It’s about the journey
Rebecca and I hiked Taylor Mountain again today. Summer feels like it’s racing towards us like a lion bearing down on the wounded gazelle that is my anxiety. Once we get through graduation, it feels like we’re getting set adrift in the ocean of Adult Life and being told to swim. We were lying on a grassy hillside near the top together when I told Rebecca that, and she laughed.
“I don’t know,” she chuckled. “Maybe not an ocean, but kind of like climbing a mountain.”
I made a show of shrugging my shoulders. “Oh, well, we’re already doing that,” I said, “so then no biggy.”
“Exactly.” She let a sigh escape through a brittle smile, then held my hand a little tighter.
I just watched the clouds drift lazily overhead.
“Mt. Adulthood, Expedition Log, Day 17,” I said, like I was speaking into a voice recorder. “It feels like years since leaving base camp, um, Childhood Charlie. The time goes by fast. The crew seems excited to reach the Early-Twenties Foothills, but looks like a lot of steep climbing from there.”
I could feel her looking at me, but she didn’t add anything right away.
“Day 28. Thirties Ridge is a lot closer now,” she said. “Some of the team are scared. It’s those damn economy nightmares again. They keep saying we’re going to be poor forever. It started a fight, with others saying we should have taken TikTok Trail earlier, made it to Influencer Station by now.”
I laughed. “Day 33. We got snowed in by another storm of marriage pressures the other night. We lost Jeff. Between that and losing John and Cheryl, our numbers are starting to dwindle. They left for Parenthood Pass yesterday. Radio-silent, beacons dark on radar. Hope they’re okay, but I hear those are some sleepless slopes.”
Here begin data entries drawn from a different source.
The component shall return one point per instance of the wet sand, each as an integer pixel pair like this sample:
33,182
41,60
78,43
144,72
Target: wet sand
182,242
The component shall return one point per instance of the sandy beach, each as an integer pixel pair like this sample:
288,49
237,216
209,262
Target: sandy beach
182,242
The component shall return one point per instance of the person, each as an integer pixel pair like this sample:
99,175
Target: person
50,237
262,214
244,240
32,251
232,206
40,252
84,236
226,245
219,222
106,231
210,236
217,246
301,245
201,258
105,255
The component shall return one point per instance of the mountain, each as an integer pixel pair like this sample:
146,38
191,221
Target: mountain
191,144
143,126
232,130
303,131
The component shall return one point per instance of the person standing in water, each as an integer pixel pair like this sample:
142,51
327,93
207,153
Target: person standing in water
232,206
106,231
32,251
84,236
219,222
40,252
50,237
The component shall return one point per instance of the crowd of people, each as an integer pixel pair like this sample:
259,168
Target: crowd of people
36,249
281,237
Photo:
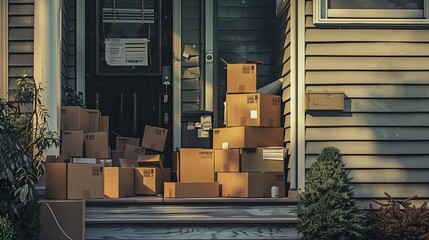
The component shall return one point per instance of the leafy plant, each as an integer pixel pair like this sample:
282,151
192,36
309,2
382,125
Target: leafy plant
7,231
330,210
71,98
25,139
399,220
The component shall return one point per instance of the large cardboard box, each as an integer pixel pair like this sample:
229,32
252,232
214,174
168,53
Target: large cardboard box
250,184
262,160
74,181
191,190
104,125
196,165
74,118
72,143
62,219
253,109
154,138
241,78
96,145
94,120
148,181
122,141
133,152
227,160
247,137
118,182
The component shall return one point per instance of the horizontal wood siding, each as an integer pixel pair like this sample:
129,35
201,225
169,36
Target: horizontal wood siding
245,32
383,132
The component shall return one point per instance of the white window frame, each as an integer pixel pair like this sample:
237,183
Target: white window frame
324,16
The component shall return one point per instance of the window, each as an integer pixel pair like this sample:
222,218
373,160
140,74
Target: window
412,12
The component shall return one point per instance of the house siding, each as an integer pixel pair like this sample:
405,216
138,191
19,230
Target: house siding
383,131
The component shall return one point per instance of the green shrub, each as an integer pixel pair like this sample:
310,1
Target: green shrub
7,231
330,210
399,220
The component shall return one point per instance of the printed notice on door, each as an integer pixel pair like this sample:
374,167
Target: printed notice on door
126,51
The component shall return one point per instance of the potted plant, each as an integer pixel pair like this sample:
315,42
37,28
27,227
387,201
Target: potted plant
25,138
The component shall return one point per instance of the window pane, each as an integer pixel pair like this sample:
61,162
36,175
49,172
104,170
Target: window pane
375,4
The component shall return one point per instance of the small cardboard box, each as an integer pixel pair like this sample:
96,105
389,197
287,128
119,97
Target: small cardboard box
72,143
253,109
104,125
62,219
227,160
148,181
118,182
191,190
241,78
122,141
96,145
94,120
74,181
250,184
133,152
196,165
154,138
116,155
247,137
74,118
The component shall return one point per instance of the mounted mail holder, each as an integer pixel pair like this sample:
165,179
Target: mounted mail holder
315,101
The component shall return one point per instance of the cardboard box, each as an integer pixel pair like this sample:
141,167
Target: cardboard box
104,125
227,160
94,120
115,155
196,165
74,118
241,78
148,181
62,219
257,160
247,185
253,109
191,190
247,137
133,152
154,138
122,141
96,145
74,181
118,182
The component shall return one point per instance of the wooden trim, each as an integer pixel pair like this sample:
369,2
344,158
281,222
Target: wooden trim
4,76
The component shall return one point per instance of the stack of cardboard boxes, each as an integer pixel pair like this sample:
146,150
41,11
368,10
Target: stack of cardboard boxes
249,157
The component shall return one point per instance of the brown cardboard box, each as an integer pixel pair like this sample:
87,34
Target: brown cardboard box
118,182
247,137
115,155
246,184
196,165
104,125
94,120
227,160
74,118
96,145
241,78
74,181
154,138
72,143
191,190
253,109
133,152
62,219
252,160
122,141
148,181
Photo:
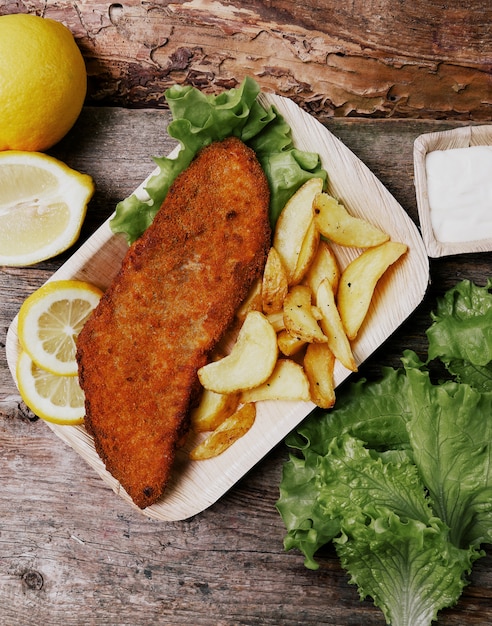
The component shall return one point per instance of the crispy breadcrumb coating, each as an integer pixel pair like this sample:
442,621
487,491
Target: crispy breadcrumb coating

Becky turned to me. “You really think John and Cheryl stay together after graduation?” she asked.
I chewed my cheek for a second. “I guess not,” I said. “She wants to move to Arizona, right?” She shrugged her shoulders at that.
“Yeah,” she said finally, “but she also talks about studying abroad in France. She says a lot of things.”
“Oh, that’s a good point.” I clear my throat dramatically. “Day 45. A lot of us are scattered now. I asked our guide, Joel, if he thinks we’ll ever reach American Retirement Summit. He laughed and told me to focus on getting across the Mid-Life Narrows and then we’ll see.”
The wind blew up the hillside and whistled through the grass, neither of us saying anything.
“Or,” Rebecca whispered, “we could just burn the whole system down.”
We high-fived over that.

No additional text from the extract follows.